Before he even walked over to the cigarette machine and casually dropped in a few coins, I could tell he was a player, but there was something about those men that put me at ease. You always knew where you stood with them, what you were letting yourself in for: nothing.
“What happened to your pals?” he said, pressing the button above Lucky Strike.
“They went to get a curry, but I didn’t feel like going.”
He opened the cigarette packet before answering. “You made a good decision. These Englishmen, they meet a pretty girl, they have fun together . . . but they always ruin it by taking her for a curry on the way home. They don’t know what is sexy. Myself, I don’t know either, but I know it’s not curry.”

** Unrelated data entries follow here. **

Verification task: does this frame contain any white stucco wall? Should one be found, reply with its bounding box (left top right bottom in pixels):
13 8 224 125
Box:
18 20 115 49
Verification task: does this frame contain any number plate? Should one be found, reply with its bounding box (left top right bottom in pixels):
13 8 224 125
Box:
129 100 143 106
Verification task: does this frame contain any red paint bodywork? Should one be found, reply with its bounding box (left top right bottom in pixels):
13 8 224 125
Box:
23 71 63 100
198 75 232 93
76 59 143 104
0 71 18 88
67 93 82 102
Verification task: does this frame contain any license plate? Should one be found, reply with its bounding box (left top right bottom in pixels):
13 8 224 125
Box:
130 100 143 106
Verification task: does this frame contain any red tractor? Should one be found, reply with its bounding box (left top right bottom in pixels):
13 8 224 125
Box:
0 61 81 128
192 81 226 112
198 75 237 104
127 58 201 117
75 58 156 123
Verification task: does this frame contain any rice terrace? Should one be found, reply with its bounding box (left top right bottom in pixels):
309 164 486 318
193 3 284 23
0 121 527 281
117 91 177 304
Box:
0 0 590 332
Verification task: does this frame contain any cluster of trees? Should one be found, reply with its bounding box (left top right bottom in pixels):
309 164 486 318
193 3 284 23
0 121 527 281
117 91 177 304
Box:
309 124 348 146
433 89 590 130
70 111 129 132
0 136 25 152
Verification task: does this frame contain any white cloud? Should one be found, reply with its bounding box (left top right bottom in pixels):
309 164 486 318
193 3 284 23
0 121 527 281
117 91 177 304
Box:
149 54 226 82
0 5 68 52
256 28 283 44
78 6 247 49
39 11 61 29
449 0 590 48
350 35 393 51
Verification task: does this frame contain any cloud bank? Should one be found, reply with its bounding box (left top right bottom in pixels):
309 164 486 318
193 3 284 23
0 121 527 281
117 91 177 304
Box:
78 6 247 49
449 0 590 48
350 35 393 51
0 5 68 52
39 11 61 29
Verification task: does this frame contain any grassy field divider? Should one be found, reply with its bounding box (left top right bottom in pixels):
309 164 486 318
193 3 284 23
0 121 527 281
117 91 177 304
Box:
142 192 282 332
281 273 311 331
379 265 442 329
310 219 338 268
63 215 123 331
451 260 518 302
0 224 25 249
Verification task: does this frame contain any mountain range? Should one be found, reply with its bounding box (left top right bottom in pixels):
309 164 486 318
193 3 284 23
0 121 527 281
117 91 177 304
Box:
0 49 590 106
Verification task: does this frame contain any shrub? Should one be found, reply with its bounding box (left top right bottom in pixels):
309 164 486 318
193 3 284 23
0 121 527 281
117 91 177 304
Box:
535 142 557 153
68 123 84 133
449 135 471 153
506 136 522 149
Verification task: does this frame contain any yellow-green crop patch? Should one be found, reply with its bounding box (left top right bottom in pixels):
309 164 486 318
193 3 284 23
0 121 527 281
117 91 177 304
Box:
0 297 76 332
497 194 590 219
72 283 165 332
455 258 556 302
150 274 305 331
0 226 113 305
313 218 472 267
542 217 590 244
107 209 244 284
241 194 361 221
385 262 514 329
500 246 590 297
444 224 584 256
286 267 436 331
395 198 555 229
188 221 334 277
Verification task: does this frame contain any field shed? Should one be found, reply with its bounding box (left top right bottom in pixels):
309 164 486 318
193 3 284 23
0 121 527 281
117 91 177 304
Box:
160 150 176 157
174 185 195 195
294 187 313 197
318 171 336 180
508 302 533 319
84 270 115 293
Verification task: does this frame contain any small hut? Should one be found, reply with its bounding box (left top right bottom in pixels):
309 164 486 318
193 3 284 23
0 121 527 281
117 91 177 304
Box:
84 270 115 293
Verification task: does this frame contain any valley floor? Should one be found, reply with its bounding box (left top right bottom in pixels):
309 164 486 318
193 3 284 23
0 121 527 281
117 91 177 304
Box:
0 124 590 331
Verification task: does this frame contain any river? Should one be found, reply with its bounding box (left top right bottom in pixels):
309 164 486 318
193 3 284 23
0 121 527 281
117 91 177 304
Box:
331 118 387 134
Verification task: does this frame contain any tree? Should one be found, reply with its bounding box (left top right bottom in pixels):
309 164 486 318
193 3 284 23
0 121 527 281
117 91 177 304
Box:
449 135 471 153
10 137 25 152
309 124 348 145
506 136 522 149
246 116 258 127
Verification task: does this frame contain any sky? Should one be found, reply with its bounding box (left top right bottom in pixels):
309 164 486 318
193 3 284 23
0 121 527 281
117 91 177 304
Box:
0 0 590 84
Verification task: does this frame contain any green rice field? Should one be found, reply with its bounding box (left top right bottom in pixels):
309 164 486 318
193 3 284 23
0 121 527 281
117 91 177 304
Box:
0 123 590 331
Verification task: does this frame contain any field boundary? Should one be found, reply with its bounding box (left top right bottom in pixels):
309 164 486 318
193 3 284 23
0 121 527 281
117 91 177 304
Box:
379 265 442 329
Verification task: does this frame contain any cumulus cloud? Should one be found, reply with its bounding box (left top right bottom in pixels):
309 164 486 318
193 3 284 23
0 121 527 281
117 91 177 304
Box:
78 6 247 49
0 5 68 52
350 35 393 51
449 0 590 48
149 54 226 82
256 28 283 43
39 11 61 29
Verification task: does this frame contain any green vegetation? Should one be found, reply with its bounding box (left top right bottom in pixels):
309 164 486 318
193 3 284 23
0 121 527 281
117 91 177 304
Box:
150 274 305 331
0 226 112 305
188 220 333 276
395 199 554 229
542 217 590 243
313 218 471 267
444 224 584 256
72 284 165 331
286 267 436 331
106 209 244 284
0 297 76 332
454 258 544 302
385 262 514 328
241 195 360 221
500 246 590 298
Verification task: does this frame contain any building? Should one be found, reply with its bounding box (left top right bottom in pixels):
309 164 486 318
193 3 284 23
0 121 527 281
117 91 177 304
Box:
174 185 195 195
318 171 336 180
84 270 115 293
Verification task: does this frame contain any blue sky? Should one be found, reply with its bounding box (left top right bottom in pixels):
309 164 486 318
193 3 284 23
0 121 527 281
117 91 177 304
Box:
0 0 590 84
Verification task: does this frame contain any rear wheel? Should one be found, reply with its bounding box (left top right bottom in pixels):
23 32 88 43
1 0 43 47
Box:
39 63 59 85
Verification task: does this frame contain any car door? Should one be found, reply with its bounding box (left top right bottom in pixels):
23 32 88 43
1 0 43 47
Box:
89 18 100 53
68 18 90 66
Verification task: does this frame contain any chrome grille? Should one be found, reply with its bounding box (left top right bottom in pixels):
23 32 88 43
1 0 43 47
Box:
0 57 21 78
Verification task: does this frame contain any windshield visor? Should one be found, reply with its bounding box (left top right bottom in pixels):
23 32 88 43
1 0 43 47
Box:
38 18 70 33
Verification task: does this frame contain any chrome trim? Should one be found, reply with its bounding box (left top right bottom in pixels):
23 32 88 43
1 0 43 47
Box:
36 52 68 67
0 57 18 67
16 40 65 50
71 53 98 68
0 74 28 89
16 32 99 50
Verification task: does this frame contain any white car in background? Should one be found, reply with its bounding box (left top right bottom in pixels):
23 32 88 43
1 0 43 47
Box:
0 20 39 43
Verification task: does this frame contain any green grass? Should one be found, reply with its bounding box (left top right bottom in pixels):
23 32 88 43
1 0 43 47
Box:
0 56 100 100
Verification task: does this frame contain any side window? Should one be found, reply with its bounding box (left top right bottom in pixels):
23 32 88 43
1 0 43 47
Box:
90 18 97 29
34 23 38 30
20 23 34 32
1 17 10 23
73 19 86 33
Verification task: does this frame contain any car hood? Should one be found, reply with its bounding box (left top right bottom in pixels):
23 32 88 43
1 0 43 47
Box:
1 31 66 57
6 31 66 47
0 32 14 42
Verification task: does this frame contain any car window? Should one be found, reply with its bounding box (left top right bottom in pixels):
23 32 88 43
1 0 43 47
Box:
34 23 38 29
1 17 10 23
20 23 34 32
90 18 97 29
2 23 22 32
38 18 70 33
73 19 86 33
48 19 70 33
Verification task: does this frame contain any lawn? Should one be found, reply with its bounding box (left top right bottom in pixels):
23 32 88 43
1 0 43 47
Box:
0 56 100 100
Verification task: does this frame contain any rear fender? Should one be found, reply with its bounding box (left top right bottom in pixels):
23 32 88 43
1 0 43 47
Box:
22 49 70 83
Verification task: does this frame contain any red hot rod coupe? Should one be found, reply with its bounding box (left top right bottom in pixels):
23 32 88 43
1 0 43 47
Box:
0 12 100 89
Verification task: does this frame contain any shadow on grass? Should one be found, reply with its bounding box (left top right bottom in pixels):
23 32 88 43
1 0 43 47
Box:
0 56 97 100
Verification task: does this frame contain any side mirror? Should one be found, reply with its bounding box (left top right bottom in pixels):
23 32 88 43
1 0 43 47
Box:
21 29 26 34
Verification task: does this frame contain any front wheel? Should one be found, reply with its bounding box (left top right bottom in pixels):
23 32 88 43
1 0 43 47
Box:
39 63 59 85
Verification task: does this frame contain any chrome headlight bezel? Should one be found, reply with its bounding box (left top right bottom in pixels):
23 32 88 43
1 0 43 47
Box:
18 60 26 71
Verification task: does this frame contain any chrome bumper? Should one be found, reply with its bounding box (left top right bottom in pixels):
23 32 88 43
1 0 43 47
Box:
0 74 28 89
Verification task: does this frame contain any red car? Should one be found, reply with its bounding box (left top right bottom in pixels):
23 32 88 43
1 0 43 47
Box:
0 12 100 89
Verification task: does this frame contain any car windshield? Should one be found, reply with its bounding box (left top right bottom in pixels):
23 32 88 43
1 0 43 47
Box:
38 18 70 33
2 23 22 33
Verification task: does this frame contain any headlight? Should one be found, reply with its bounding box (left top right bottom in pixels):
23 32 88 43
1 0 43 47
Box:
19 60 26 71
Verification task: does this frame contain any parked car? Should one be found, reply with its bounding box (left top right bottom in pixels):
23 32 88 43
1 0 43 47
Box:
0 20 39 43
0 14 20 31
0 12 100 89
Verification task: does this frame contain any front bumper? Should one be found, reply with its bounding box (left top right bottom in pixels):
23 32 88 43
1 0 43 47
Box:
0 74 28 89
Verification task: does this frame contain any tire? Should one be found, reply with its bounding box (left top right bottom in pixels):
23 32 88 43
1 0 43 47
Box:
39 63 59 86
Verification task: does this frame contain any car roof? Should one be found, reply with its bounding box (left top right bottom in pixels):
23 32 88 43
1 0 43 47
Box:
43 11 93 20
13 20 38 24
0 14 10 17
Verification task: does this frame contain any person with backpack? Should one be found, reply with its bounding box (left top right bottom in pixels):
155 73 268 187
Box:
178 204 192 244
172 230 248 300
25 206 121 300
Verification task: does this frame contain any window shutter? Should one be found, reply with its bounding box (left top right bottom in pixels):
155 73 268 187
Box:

Putting down the opposition, false modesty: smooth, but I let him get away with it. He introduced himself. He was Dutch, not Icelandic, and his name was Wouter—the kind of name that only a confident man would admit to outside his homeland. He said he was a multimedia artist and I pretended to believe him, just as I pretended not to mind when he didn’t ask what I did or even what my name was. Nor did he offer to buy me a drink, perhaps realizing that he didn’t have to.